Journal of Assisted Reproduction and Genetics

, Volume 33, Issue 9, pp 1169–1174 | Cite as

Is it the egg or the endometrium? Elevated progesterone on day of trigger is not associated with embryo ploidy nor decreased success rates in subsequent embryo transfer cycles

  • Jason D. KofinasEmail author
  • Holly Mehr
  • Nandita Ganguly
  • Yelena Biley
  • Svetlana Bochkovsky
  • David McCulloh
  • Jamie Grifo
Assisted Reproduction Technologies



The purpose of our study was to determine if progesterone (P4) values on day of trigger affect certain cycle outcome parameters, ploidy status of embryos, as well as pregnancy outcomes in the subsequent first frozen embryo transfer cycle.
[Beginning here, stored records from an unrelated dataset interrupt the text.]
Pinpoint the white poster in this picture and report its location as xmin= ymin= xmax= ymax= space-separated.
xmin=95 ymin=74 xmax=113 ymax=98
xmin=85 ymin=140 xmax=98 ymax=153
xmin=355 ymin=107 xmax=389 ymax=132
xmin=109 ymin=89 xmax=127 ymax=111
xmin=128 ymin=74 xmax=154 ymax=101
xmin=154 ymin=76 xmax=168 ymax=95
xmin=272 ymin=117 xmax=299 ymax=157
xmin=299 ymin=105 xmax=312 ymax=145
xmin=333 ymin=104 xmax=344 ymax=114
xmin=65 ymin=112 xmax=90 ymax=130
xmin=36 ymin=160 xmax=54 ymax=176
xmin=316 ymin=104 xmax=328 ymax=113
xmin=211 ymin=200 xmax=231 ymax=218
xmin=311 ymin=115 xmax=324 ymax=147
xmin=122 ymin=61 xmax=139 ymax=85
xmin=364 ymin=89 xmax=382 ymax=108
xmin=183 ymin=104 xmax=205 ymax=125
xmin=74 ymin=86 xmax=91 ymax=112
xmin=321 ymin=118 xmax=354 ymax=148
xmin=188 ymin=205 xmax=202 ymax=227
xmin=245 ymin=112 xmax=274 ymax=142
Two hundred thirty-eight patients undergoing pre-gestational screening and freeze all protocol at our fertility center from 2013 to 2014 were included. Excluded patients were those whom had cancelled cycles prior to egg retrieval as well as cycles utilizing donor eggs. Once patients were identified as eligible for this study, frozen serum from the day of trigger was identified and analyzed using the Siemens Immulite 2000. Number of eggs retrieved, number of available embryos for biopsy, and number of euploid/aneuploid embryos were analyzed. The first frozen embryo transfer cycle was linked to the initial egg retrieval and outcomes including pregnancy rates, and live birth/ongoing pregnancy rates were calculated and analyzed. A discriminatory P4 value of 1.5 ng/ml was set. Group A had P4 values of less than 1.5 ng/ml and group B had P4 values greater than or equal to 1.5 ng/ml. T tests and chi-squared tests were used for statistical analysis.
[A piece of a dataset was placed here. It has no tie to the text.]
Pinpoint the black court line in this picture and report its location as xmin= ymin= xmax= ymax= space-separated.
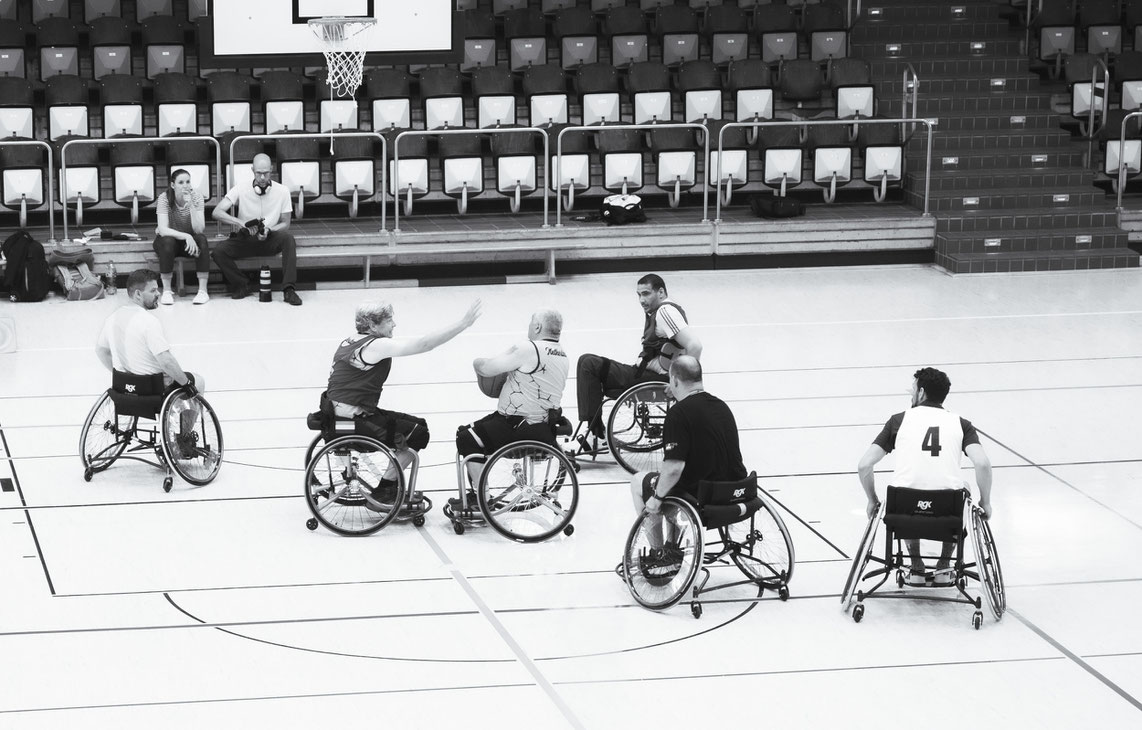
xmin=758 ymin=487 xmax=850 ymax=560
xmin=1009 ymin=608 xmax=1142 ymax=713
xmin=0 ymin=420 xmax=55 ymax=596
Group A had an average trigger P4 value of 0.87 +/− 0.3 and group B had an average trigger P4 of 2.1 +/− 0.8. Table 1 shows the baseline characteristics of both group A and group B. The only significant difference between the two groups was total gonadotropin dosage (IU) with a p value of 0.02 and estradiol (pg/ml) at trigger, also with a p value of 0.02 (Table 1). Number of eggs retrieved, number of embryos biopsied, number euploid/aneuploid, and non-diagnosis embryos were all non-significant. Chi-square analysis was used to compare pregnancy rates between the two groups after the first frozen embryo transfer cycle. Group A had a pregnancy rate of 72 % and Group B had a pregnancy rate of 66.7 %, which was not significant. Ongoing pregnancy/live birth rates were 65.6 % in group A and 66.67 % in group B, also not significant (Table 2).


P4 values on day of trigger do not affect number of eggs retrieved and number of chromosomally normal embryos available for transfer in a subsequent embryo transfer cycle. Elevated P4 values (≥1.5 ng/ml) also do not affect pregnancy rates or live birth/ongoing pregnancy rates in the first subsequent frozen embryo transfer cycle.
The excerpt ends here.